В открытом окне неясно обрисовывалась высокая мужская фигура.
– Мне нужен Федор Федорович…
– Сумбатов? Это я. Бывший владелец сего замка, что завтра идет с молотка. Входите!
Сумбатов исчез, словно растаял в темном проеме окна. Я поднялся по шатким ступеням. Вошел в дом. Узкие полосы лунного света лежали на паркете, на стенах. Шаги мои гулко отдавались в высоких пустынных комнатах.
«Видно, вся мебель уже распродана, все вывезли», – подумал я.
При свете луны я увидел силуэт человека. Он сидел, согнувшись, на низком деревянном стуле спиной к двери. На полу перед ним были разложены какие-то черепки, валялись обрывки бумаги, веревки. В комнате стояла железная кровать с сенником.
Я закрыл за собой дверь. Она жалобно скрипнула. Сумбатов повернул голову:
– Садитесь! Прямо на сенник. Вольтеровского кресла не предлагаю, ибо его уже нет. Меня завтра до конца распродадут.
Он посмотрел в открытое окно. Гроздья цветущей сирени чуть касались подоконника.
– Взгляните!

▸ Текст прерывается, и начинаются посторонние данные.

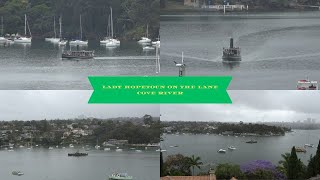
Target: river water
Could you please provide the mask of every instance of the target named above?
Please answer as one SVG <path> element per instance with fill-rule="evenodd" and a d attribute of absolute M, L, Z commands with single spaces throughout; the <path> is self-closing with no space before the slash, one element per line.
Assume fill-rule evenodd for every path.
<path fill-rule="evenodd" d="M 257 144 L 246 141 L 257 140 Z M 303 147 L 304 144 L 314 144 L 314 148 L 306 148 L 306 153 L 298 153 L 298 157 L 307 164 L 310 155 L 315 155 L 320 139 L 320 130 L 294 130 L 285 136 L 276 137 L 234 137 L 219 135 L 165 135 L 162 149 L 166 149 L 164 156 L 181 153 L 195 155 L 209 166 L 219 163 L 243 164 L 253 160 L 269 160 L 278 164 L 281 154 L 291 152 L 292 146 Z M 178 145 L 178 147 L 170 147 Z M 228 146 L 237 149 L 230 151 Z M 218 153 L 219 149 L 226 149 L 225 154 Z"/>
<path fill-rule="evenodd" d="M 320 80 L 320 11 L 161 15 L 162 74 L 177 75 L 184 52 L 187 75 L 231 75 L 229 89 L 294 90 Z M 222 63 L 233 37 L 242 62 Z"/>
<path fill-rule="evenodd" d="M 31 45 L 0 45 L 0 89 L 91 89 L 88 76 L 156 75 L 155 50 L 143 51 L 137 42 L 123 41 L 110 49 L 89 41 L 81 49 L 94 50 L 96 58 L 62 60 L 63 48 L 39 40 Z"/>
<path fill-rule="evenodd" d="M 71 149 L 19 149 L 0 151 L 0 174 L 5 180 L 107 180 L 114 172 L 127 172 L 135 180 L 158 180 L 158 152 L 89 151 L 86 157 L 68 157 Z M 12 175 L 22 171 L 23 176 Z"/>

Того, что там, наверху, – луну… звезды, и того, что здесь, внизу, на этом грязном полу, – он протянул руку к сверткам, – не купить!
И Сумбатов снова нагнулся к своим каменным плиткам. Обо мне словно забыл. И, обращаясь только к ним (или к самому себе?), что-то говорил об Атлантиде, о джунглях, о покинутых городах, о письменах, начертанных на стенах древних храмов и лабораторий.
А пустые комнаты высокого деревянного дома, казалось, ловили его слова и усиливали их звучание.